Thus, in general, performing heavy lifting along the main thread will block the application user interface. The OS is looking for the DidFinishLaunchingWithOptions application to return in a reasonable amount of time. If this is not the case, it will kill your application and give you the exception code 8badf00d. Look at your past tense; more than 20 seconds! I got 8badf00d to run in less than 5 seconds.
And, obviously, you cannot get this error on all devices all the time. If your setting is dependent on your Internet connection (like mine), you can get it on a device that is trying to connect to Edge or in a shadow Wi-Fi connection. If you make a ton of heavy graphics, this can also lead to a load time threshold. Perhaps the only reason you see it in iOS5 is because Apple has reduced the maximum download time limit for iOS5 devices (better hardware, better software, boot time should also be better, one could make an argument). I would prefer to start tuning in the background thread. If this setting is an integral part of your application, first download your splash screen with a download indicator and delete this view after the setup is complete. From the user's point of view, they just see the splash screen at startup, as usual, and then maybe an activity indicator or something appears, and then when it disappears, they have a fully configured setting.

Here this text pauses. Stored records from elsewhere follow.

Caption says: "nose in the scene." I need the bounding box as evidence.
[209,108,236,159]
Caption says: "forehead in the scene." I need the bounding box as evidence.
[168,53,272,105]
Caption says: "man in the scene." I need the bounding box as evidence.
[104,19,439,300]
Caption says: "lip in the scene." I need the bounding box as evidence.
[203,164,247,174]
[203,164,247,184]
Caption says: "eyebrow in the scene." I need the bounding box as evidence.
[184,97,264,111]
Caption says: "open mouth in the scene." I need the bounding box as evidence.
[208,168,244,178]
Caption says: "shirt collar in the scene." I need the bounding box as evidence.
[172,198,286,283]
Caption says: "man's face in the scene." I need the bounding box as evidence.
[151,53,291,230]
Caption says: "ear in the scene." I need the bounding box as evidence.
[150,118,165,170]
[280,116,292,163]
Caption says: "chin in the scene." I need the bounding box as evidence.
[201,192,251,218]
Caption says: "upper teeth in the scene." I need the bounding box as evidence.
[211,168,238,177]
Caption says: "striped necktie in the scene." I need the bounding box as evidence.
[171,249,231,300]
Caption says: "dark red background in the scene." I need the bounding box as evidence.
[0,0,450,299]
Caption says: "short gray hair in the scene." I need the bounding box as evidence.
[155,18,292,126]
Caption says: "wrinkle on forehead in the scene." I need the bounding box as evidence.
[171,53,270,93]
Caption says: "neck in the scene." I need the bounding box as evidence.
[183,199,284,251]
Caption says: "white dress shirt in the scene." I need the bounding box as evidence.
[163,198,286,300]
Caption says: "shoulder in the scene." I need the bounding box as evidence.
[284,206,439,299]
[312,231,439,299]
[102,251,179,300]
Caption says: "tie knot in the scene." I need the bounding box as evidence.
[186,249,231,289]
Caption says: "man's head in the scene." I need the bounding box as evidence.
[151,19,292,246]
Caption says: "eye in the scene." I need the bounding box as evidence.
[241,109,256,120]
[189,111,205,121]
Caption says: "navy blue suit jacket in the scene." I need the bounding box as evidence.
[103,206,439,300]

Other parameters will optimize the output from your download code so that this happens in less than a few seconds. But if you are now in 20 seconds, I donโt see that this optimization is possible.
UPDATE: From apple docs:
The most common cause of a watchdog timer timeout failure in a network is the application being a synchronous network in the main thread. There are four factors: synchronous network. Here you make a network request and block the pending response. main stream. The synchronous network as a whole is not perfect, but it causes certain problems if you do this on the main thread. Remember that the main thread is responsible for launching the user interface. If you block the main thread for any significant amount of time, the user interface becomes unacceptably unresponsive. long timeouts. If the network just leaves (for example, the user is on a train that> enters the tunnel), any request waiting for the network will not work until some time out. Most networks timeouts are measured in minutes, which means that a blocked synchronous network request for the main thread can support the user interface does not respond for several minutes at a time. Trying to avoid this problem by reducing the network timeout is not a good idea. In some situations, it can take many seconds for a network request to succeed, and if you always start early, you will never make any progress. watchdog timer - for the user interface to respond, iOS includes a watchdog mechanism. If your application does not respond to some user interface events (start, pause, resume, end) in time, the watchdog will kill your application and create a watchdog timer reporting a timeout failure. The amount of time that the watchdog gives you is officially documented, but it is always less than the network timeout. One difficult aspect of this problem is that it is highly dependent on the network environment. If you always test your application in your office, where the network connection is good, you will never see this type of accident. However, as soon as you start deploying the application to the end, users who will run it in all kinds of network environments will fail as it becomes common. A warning. To summarize, if you make synchronous network calls to the main thread, your application will suffer from a watchdog timeout deployment failure for a wide range of users.